小説

『婚活パーティー20の空欄』じゅんざぶろう

 先ほど入り口にいた男性従業員とは別の男性従業員がバインダーに紙を挟んで持ってきた。
「こちらのプロフィール表にご記入お願いします」
 プロフィール表にはいくつかの空欄が用意されていた。

1.名前
「立石洋介」
 太平洋のように心が広くて大きな人間になってほしいという願いを込められて、父親に付けられた平凡な名前だ。
 良いところと悪いところがある。
 悪いところは、小学校低学年で習う漢字を使えば全文字書けてしまうので、分かりやす過ぎてなかなか名前を憶えてもらえないところ。
 良いところは、名前を間違われて呼ばれることがない。今までの人生で一度も名前を間違われたことはない。

2.年齢
「36歳」
 地元の小学校、中学校、高校を卒業して、一浪して東京にある平均的な大学に入学して、今の会社に就職した。小学校3年から高校まで野球をやっていて、今でもたまに集まって呑むのは高校時代の野球部の友達だ。
 高校卒業時は、毎月集まろうなんて話していたが、徐々に回数も人数も減り、今では年に1回あるかないかになってしまった。集まったところで、周りは子どもの話や、奥さんの愚痴、自分より先を走っていく同級生にどんどん距離をあけられてしまっている。
 自分が想像していた36歳とはまったく違うが、毎年訪れるそのギャップにも慣れた。

3.職業
「サラリーマン」
 サラリーマンになろうと思ったことは一度もないが、何をしているのか聞かれた場合は、こう答えている。
 具体的な仕事内容は、会社内に置かれている飲料機器の設置や修理の仕事だ。コーヒーメーカーの調子が悪いと報告がきたときには、取引先の会社に飛んでいき急いで直す、ということを日々繰り返していると思ってもらって構わない。
 先日も3種類のお茶が出るウチの会社イチオシの機器があるのだが、ボタンを押しても動かなくて困っているという連絡を受けて、急いで向かった。機械の確認をすると、コードがコンセントから抜けていた。

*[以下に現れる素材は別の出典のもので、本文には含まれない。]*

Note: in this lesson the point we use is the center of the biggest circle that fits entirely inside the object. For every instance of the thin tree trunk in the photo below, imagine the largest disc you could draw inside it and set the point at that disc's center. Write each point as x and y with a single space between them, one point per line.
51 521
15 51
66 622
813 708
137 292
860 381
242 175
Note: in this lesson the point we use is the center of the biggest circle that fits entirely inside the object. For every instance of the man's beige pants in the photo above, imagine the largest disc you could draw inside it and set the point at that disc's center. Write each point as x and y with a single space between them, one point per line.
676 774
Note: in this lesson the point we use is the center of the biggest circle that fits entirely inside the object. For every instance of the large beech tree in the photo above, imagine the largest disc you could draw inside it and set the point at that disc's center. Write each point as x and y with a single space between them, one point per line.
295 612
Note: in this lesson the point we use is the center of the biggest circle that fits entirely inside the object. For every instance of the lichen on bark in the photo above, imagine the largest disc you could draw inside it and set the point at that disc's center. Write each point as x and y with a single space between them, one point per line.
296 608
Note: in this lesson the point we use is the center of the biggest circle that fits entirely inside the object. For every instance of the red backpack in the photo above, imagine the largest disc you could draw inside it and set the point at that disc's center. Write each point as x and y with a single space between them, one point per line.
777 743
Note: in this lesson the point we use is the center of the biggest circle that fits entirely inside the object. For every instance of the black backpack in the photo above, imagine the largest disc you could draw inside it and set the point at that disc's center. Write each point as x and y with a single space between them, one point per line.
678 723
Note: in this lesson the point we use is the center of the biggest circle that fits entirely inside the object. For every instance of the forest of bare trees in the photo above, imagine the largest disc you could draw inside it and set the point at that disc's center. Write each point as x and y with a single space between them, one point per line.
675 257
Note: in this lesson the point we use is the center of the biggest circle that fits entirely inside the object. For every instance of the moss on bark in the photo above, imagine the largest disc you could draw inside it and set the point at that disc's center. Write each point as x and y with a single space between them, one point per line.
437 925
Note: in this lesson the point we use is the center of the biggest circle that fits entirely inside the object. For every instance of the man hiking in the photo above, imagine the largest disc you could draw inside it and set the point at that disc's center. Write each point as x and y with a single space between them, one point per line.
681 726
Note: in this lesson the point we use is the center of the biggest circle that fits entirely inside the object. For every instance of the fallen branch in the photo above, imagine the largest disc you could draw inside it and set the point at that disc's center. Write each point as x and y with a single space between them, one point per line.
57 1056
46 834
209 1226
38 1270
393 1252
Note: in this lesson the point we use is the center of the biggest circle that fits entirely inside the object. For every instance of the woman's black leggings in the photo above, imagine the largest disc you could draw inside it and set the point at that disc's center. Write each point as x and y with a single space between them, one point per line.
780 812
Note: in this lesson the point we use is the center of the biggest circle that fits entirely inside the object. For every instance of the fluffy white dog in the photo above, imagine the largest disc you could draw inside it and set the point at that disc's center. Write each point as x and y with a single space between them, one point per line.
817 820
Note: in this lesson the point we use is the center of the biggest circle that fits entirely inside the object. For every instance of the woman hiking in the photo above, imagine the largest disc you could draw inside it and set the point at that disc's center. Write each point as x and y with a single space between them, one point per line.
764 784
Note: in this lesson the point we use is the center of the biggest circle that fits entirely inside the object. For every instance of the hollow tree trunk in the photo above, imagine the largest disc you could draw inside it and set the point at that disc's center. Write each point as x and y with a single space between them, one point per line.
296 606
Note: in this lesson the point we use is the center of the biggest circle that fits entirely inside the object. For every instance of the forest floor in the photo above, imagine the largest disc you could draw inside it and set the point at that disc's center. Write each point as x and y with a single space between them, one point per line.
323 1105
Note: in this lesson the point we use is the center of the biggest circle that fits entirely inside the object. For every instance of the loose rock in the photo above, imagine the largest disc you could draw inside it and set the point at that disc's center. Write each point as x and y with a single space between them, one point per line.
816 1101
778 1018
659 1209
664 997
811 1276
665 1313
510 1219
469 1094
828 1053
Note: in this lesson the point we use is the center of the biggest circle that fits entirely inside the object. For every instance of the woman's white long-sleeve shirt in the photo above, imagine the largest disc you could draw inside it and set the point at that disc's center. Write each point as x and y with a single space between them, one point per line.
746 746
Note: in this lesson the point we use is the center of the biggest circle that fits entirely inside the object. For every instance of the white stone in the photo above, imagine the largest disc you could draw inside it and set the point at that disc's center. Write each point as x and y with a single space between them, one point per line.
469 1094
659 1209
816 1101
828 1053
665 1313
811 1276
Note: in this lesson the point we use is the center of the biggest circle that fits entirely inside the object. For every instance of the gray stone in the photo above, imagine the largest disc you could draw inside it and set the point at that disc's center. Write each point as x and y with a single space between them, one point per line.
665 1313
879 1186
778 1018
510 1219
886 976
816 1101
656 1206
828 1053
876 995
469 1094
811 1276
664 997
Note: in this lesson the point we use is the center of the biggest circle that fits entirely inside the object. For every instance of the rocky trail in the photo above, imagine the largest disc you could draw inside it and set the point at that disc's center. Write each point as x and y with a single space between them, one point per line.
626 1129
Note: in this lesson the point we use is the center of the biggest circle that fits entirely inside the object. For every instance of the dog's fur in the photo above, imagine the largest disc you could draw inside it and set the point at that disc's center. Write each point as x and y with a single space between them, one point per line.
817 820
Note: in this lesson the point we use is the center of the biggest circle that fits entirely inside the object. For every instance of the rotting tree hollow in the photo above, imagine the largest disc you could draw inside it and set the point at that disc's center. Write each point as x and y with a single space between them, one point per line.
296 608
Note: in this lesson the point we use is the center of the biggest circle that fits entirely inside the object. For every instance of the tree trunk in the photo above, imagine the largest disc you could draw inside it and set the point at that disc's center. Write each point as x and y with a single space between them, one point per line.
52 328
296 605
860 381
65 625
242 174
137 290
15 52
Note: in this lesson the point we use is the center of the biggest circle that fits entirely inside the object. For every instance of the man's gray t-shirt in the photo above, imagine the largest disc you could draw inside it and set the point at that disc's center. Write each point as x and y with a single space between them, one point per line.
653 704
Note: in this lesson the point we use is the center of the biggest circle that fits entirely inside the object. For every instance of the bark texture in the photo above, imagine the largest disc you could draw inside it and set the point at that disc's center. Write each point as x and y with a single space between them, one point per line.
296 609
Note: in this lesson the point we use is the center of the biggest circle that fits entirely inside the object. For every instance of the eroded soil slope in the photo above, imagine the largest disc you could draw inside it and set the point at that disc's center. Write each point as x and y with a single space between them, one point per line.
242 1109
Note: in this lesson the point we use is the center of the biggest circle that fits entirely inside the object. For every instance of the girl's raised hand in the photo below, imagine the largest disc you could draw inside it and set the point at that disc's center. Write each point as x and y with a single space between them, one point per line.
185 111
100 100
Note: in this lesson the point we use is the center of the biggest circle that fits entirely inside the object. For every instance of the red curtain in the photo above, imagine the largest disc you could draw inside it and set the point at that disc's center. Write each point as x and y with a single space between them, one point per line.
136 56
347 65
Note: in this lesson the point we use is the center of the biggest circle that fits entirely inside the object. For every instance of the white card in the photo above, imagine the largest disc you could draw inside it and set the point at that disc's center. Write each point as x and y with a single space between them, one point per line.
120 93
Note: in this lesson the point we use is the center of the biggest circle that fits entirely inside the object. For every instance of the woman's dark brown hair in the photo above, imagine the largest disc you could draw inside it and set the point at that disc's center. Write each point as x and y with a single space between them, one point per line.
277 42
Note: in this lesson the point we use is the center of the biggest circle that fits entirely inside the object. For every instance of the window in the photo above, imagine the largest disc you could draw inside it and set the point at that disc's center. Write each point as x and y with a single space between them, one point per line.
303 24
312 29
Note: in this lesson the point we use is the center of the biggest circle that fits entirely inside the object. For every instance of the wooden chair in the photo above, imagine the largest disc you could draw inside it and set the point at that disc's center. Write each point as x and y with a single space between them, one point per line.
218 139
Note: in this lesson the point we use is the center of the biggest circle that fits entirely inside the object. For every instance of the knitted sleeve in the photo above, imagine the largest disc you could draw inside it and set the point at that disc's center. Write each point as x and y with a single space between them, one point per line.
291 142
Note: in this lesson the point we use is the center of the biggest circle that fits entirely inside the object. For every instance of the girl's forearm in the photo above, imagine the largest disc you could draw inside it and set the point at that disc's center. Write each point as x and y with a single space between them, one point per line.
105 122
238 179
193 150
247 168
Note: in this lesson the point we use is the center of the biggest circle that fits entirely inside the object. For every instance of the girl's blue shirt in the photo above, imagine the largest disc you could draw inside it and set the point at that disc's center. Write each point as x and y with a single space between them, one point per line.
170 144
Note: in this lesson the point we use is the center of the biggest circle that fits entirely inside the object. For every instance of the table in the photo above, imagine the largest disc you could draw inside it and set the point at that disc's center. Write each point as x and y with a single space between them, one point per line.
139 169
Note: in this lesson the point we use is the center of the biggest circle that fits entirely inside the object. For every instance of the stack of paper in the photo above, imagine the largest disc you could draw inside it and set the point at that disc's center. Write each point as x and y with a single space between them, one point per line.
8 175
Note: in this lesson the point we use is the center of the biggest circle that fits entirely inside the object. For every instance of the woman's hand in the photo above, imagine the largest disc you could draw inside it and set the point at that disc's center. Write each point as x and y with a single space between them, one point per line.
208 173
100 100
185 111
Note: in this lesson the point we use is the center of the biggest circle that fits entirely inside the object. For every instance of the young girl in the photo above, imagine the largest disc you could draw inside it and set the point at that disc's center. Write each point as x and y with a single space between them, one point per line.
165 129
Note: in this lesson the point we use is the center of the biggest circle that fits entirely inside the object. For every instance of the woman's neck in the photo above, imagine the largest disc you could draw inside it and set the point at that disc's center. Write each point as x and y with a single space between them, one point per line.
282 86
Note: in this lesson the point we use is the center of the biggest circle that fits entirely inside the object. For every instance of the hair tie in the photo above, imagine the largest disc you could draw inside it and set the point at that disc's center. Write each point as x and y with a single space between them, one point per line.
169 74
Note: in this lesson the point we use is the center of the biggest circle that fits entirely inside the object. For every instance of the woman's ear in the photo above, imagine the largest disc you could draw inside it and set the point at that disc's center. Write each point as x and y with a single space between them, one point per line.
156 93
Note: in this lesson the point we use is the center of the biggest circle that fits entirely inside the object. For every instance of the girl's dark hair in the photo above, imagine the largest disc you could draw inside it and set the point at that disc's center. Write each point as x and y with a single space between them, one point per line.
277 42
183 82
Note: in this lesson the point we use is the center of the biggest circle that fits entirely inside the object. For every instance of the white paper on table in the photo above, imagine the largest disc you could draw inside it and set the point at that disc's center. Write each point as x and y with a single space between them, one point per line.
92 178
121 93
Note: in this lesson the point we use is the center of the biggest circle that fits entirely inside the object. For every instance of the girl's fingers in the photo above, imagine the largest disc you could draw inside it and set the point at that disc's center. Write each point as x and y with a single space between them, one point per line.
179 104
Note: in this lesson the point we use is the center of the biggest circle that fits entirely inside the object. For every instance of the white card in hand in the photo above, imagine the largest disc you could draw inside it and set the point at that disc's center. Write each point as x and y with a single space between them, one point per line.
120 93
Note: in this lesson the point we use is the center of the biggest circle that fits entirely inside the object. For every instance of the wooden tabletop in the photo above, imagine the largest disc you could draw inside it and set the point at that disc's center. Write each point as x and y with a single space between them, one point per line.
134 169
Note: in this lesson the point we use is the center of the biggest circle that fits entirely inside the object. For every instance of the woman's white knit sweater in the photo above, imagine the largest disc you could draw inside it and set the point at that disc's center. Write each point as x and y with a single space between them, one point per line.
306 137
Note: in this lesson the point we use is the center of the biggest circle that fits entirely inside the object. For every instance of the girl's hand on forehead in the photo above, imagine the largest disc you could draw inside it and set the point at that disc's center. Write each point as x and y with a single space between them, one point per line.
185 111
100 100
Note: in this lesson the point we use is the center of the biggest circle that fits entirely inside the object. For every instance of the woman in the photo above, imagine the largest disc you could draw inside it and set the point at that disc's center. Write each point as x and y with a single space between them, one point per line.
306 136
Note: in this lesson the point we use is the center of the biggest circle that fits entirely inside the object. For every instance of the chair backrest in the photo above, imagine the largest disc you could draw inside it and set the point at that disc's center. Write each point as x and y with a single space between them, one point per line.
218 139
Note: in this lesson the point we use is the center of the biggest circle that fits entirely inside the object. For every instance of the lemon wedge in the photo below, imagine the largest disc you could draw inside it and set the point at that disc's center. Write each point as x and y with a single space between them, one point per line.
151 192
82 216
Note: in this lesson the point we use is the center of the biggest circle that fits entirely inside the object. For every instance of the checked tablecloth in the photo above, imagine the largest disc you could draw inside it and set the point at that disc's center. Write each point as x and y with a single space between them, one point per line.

 出会いはない。まず機械の修理ということで、同僚に女性がいない。正確に言うと、会社に事務のおばちゃんがいるが、もうすぐ70歳になろうかという、社長の母親だ。
 修理中や修理後にその会社の女性社員と話をする場面はあるが、連絡先を聞いたり、思わぬトラブルが起こり、恋愛に発展するなど、ドラマの中の話だ。